Un autre enjeu crucial dans Job est celui de la procréation, puisque c’est à travers ses enfants que Job est d’emblée mis à l’épreuve, et que ses enfants « renaîtront » en quelque sorte, à la fin, lorsque ses épreuves s’achèvent. Ce ne sont bien sûr pas les mêmes enfants qui meurent au début et sont engendrés à la fin, mais le texte est si succinct à ce propos que c’est comme si la procréation des uns au dernier chapitre compensait l’atroce perte des autres au premier, au même titre que les troupeaux et les richesses de Job qui lui sont « rendus » en conclusion.
On peut lire un épisode de tentation au moyen de la procréation, dans la Bible, c’est, au premier Livre de Samuel, l’histoire de Hanna et de Pennina, femmes d’Elkana. Pennina exaspère sa rivale stérile, Hanna, afin de mettre sa foi à l’épreuve, explique le Talmud.
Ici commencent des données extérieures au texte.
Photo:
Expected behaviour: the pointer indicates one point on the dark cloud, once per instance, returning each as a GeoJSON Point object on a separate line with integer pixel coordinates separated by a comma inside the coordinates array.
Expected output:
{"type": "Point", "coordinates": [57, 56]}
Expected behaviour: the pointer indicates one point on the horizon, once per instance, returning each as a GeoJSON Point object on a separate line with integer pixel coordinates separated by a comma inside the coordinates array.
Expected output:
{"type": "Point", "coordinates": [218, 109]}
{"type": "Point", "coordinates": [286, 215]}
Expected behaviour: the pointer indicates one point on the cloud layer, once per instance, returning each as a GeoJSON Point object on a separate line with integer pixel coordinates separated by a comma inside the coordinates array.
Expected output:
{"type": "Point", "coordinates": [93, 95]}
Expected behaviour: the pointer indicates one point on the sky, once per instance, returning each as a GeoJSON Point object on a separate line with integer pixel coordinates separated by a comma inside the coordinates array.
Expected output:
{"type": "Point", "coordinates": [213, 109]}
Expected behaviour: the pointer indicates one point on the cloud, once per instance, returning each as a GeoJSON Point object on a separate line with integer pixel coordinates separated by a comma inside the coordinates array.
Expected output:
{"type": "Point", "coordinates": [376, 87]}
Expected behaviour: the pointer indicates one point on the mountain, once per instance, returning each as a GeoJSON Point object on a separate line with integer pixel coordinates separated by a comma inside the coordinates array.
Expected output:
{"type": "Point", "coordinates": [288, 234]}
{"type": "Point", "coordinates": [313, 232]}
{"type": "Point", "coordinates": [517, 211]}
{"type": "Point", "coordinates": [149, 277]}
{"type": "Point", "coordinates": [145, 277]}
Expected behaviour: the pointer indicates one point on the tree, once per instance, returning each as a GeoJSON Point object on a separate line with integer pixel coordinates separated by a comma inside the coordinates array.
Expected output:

Cette petite histoire de stérilité et de rivalité intéresse d’autant plus le christianisme que le fils que Dieu va enfin accorder à Hanna est Samuel, qui oindra le premier « messie » David, dont Jésus comme on sait descend. Ce commentaire du Talmud est accompagné d’un autre selon lequel Satan s’inquiétait de ce que Dieu, favorisant Job, risquait d’oublier l’amour d’Abraham. C’est ainsi pour « servir le ciel » qu’il convainquit Dieu de le laisser tenter son gâté serviteur. Et le Talmud conclut de manière comique que « lorsque R. Aha ben Jacob fit ce commentaire à Papounia, Satan vint lui baiser les pieds ».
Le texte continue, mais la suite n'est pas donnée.